AFTER: Custom Spice Rack
The custom cabinets include many modern conveniences, including soft close drawers and doors. R.B. Schwarz installed many pull-outs. This cabinet features a swing-out spice rack which the homeowner loves.
DURING: Back entry
This photo shows the two walls removed. R.B. Schwarz has installed the new door, foundation and subfloor. The new addition connecting the two previous additions is only about 64 square feet; but it has made a tremendous difference in the floor plan of the house!
AFTER: Back entry
The homeowner loves having a back door from her kitchen to her back patio. In our design, we included a simple custom bench for changing shoes.
The new back entry is a fantastic improvement in both the appearance and function of the home.
We asked R.B. Schwarz, Inc. to a fill the gap between two earlier additions on our 1922 Dutch Colonial frame house in Shaker Heights, Ohio. Robert and our architect designed an appealing plan that bridged the areas, and created an open plan that created a back entryway, opened up kitchen, and raised the family room floor to the level of the kitchen.
The new floor plan created a comfortable flow from the kitchen to the living, dining, and family rooms. The result is a completely new kitchen space, and refurbished family room that completely redefines the house and makes it much more inviting and comfortable. Since we like to cook and entertain, it was very important to us that the kitchen should be not only attractive, but also an efficient “cook’s kitchen.” The resulting kitchen has a center island, Amish cabinets, and lots of light from a new skylight that brightens up the entry. The painted cabinets have pull out shelves and soft closed fixtures, and a tile back splash is colorful and creative.

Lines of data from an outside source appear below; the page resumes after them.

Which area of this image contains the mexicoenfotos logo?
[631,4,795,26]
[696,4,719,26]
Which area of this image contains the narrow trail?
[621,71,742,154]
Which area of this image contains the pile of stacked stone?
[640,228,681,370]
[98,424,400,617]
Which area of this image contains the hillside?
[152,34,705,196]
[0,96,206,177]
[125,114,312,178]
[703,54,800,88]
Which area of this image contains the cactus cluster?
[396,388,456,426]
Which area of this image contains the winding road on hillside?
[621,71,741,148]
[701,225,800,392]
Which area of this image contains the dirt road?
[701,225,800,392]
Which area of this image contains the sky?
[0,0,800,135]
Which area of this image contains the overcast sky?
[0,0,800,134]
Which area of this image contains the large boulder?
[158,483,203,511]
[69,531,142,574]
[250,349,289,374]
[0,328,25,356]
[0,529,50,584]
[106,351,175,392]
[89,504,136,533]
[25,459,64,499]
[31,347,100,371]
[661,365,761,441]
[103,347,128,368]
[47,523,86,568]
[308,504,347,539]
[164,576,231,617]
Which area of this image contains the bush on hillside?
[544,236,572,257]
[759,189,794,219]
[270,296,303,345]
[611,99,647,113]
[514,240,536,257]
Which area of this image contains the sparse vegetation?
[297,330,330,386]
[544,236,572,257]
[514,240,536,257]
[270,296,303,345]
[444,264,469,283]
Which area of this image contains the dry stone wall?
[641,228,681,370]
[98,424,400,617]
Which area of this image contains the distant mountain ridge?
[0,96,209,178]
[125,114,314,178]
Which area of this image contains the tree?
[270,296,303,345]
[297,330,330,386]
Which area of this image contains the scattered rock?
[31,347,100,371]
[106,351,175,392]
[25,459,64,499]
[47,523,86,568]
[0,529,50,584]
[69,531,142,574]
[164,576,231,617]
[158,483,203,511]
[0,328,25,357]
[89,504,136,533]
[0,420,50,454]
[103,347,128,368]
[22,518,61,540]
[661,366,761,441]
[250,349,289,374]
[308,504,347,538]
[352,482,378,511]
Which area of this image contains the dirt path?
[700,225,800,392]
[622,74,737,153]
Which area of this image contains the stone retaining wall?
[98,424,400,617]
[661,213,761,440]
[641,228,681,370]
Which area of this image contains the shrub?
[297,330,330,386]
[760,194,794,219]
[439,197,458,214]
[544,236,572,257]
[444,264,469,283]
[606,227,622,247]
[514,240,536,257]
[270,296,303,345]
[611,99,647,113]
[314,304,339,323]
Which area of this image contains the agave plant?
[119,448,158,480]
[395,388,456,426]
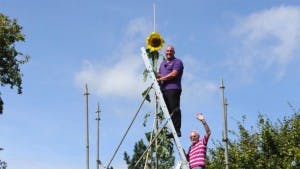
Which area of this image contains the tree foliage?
[207,112,300,169]
[0,13,29,113]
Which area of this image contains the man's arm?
[197,113,211,137]
[158,70,178,81]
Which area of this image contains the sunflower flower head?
[146,32,165,51]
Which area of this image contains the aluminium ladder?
[141,47,189,169]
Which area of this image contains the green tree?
[0,13,29,112]
[207,111,300,169]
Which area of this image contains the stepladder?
[141,47,189,169]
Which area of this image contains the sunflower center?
[151,38,161,48]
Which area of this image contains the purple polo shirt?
[159,58,183,90]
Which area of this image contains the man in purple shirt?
[157,45,183,138]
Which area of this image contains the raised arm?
[197,113,211,137]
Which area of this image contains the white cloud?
[75,18,150,97]
[232,6,300,79]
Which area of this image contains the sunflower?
[146,32,165,51]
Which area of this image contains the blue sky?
[0,0,300,169]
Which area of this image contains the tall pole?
[154,93,159,169]
[153,4,156,32]
[84,84,90,169]
[96,103,100,169]
[220,79,229,169]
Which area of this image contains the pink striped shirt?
[188,135,208,168]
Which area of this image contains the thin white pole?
[84,84,90,169]
[220,79,229,169]
[96,102,100,169]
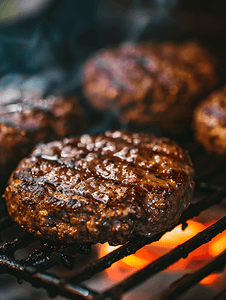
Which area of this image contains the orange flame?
[99,221,226,285]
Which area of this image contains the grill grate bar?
[64,186,226,284]
[0,234,35,257]
[20,243,91,271]
[101,216,226,297]
[150,251,226,300]
[0,255,98,300]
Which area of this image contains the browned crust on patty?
[193,86,226,155]
[83,42,219,132]
[0,89,85,174]
[5,131,194,245]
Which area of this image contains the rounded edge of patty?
[4,131,194,245]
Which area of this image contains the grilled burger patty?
[5,131,194,245]
[0,89,85,176]
[83,42,219,132]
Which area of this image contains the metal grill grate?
[0,137,226,300]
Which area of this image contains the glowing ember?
[99,221,226,285]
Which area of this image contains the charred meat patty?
[4,131,194,245]
[0,89,85,176]
[83,41,219,132]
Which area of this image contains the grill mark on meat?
[5,131,194,245]
[14,132,190,207]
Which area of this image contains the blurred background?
[0,0,226,92]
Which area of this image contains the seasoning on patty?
[5,131,194,245]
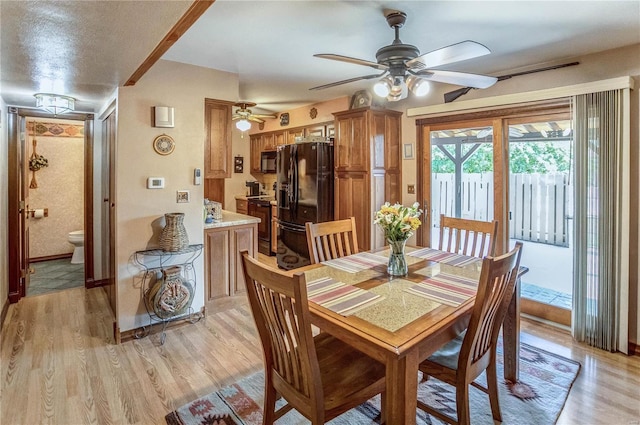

It was a very complex job that involved significant structural, mechanical, and design issues that had to be overcome (for example, not knowing what supporting structures were in the previous additions) as well as aligning the two additions, which were not completely square. We also had a limited budget so we wanted to be careful about cost control. Robert and our architect were able to work together to develop a beautiful plan that transformed our home but was affordable.
Robert and his crew were efficient and responsive. Robert was able to coordinate the various aspects of the job with skill and expertise. All of his crew members were very considerate of the fact that we needed to be able to live there even though the back of the house was removed! He was very good at presenting options and helping in the decision making. He was careful to inform us how any changes would affect the project budget. Robert takes pride in his work, and overall quality and client satisfaction are important to him.
Months later we are still thrilled with the result and enjoy showing it off to our visitors.